= Young Imam =

Young Imam (Malay: Imam Muda) was a Malaysian television series that commenced broadcasting in 2010. The show featured young men competing for a post as the imam of a mosque and a scholarship to study at the Islamic University of Madinah.

==Competition==
10 men entered the show as contestants, aged between 19 and 27. Over 1,000 people auditioned to enter the show. Each week of the show, the contestants were tested by undertaking ritual tasks (such as delivering sermons) and on their religious knowledge. The head judge was former imam of Malaysia's National Mosque, Hasan Mahmood.

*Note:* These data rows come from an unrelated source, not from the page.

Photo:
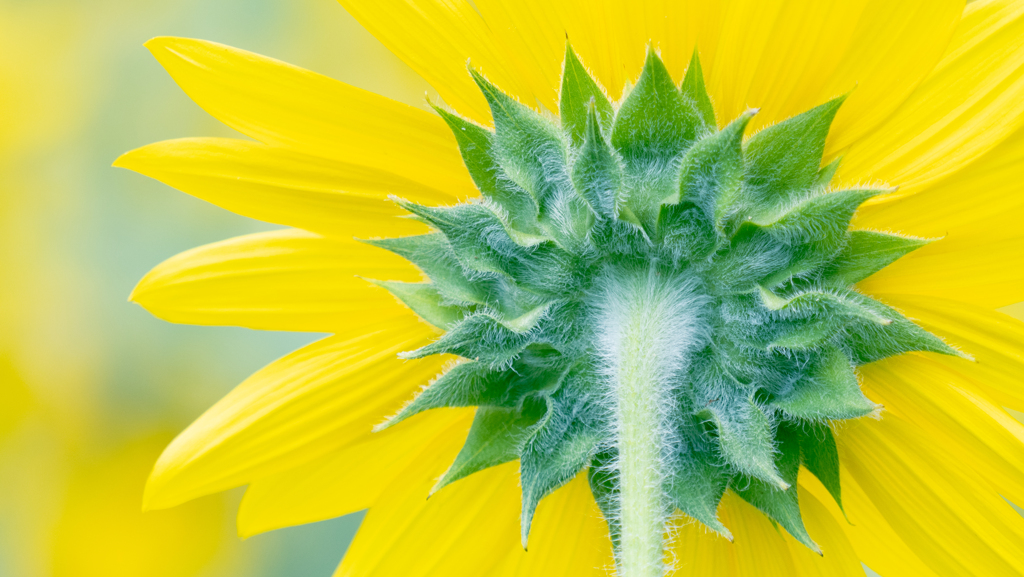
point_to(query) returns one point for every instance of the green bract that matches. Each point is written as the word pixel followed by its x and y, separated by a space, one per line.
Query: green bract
pixel 639 246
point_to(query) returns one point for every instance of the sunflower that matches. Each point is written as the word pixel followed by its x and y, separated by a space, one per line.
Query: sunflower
pixel 688 288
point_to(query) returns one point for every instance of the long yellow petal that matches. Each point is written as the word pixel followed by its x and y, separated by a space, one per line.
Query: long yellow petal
pixel 839 560
pixel 351 479
pixel 786 57
pixel 759 547
pixel 284 280
pixel 873 540
pixel 982 197
pixel 954 522
pixel 972 100
pixel 894 46
pixel 285 106
pixel 462 531
pixel 306 405
pixel 994 339
pixel 568 537
pixel 435 39
pixel 983 268
pixel 611 37
pixel 285 188
pixel 950 411
pixel 696 551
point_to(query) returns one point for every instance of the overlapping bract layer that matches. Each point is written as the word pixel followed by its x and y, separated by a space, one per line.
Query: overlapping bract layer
pixel 652 184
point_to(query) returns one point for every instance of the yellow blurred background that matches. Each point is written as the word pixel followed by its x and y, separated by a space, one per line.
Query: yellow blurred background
pixel 92 387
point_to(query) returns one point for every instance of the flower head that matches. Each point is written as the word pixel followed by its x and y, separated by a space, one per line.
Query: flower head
pixel 662 307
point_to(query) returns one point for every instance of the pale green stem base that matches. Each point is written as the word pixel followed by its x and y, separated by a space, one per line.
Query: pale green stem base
pixel 649 324
pixel 639 459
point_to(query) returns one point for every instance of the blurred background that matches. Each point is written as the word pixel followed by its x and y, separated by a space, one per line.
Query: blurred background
pixel 92 387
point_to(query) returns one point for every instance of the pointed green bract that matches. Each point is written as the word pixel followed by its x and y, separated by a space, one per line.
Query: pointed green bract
pixel 867 252
pixel 712 171
pixel 530 150
pixel 780 505
pixel 562 444
pixel 496 437
pixel 828 392
pixel 616 217
pixel 695 93
pixel 696 483
pixel 819 455
pixel 744 435
pixel 783 161
pixel 653 126
pixel 537 371
pixel 579 91
pixel 596 172
pixel 475 143
pixel 426 301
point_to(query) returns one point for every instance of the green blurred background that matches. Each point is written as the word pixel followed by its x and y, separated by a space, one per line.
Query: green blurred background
pixel 92 387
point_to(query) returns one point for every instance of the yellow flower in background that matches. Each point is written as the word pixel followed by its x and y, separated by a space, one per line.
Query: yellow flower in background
pixel 655 306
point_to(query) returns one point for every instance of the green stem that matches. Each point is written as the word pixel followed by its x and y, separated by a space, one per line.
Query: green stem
pixel 641 508
pixel 649 323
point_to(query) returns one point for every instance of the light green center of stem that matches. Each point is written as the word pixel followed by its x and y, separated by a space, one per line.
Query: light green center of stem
pixel 648 325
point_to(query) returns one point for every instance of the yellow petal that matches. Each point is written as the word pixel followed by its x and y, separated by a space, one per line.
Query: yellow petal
pixel 994 339
pixel 462 531
pixel 285 188
pixel 351 479
pixel 954 522
pixel 285 106
pixel 948 409
pixel 893 48
pixel 611 37
pixel 284 280
pixel 306 405
pixel 839 560
pixel 984 269
pixel 786 57
pixel 982 197
pixel 435 39
pixel 758 548
pixel 971 101
pixel 567 538
pixel 873 540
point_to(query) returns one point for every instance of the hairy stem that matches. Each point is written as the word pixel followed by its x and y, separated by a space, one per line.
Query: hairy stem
pixel 649 324
pixel 640 443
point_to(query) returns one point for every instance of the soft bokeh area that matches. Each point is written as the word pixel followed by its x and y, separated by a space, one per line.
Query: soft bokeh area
pixel 92 387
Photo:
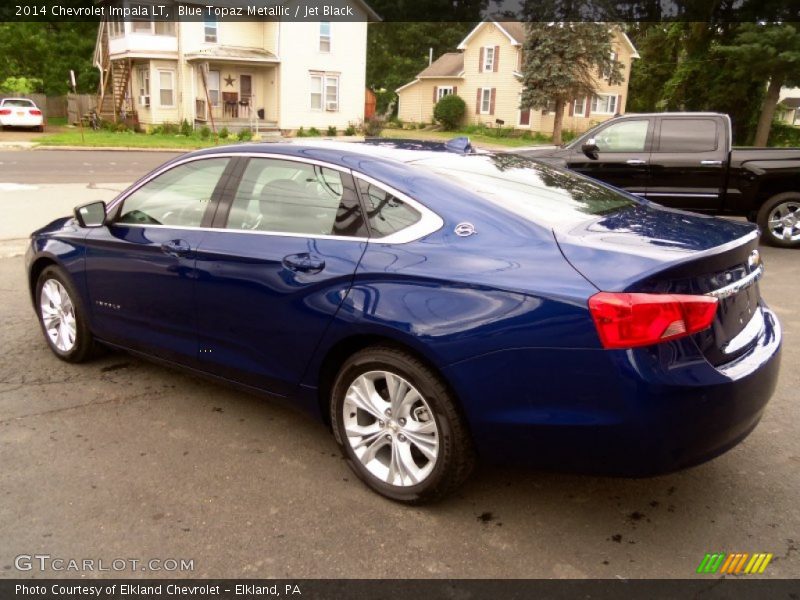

The prize for the competition's winner included a scholarship to study at Islamic University of Madinah in Saudi Arabia, a pilgrimage to Mecca, a posting as imam of a mosque, 20,000 Malaysian ringgit and a new car.

The two finalists were Muhammad Asyraf Mohd Ridzuan and Hizbur Rahman Omar Zuhdi. On 30 July 2010, Muhammad Asyraf, a 26-year-old religious teacher, was announced as the winner.

The two finalists for the 2011 season were Mohd Hassan Adli Yahaya and Nazrul Izwan Zolkiflee. In July 2011, Mohd Hassan, a 26-year-old, was announced as the winner.

==Ratings and reception==
The show was the highest rating show in the history of Astro Oasis, a television channel dedicated to religious programming.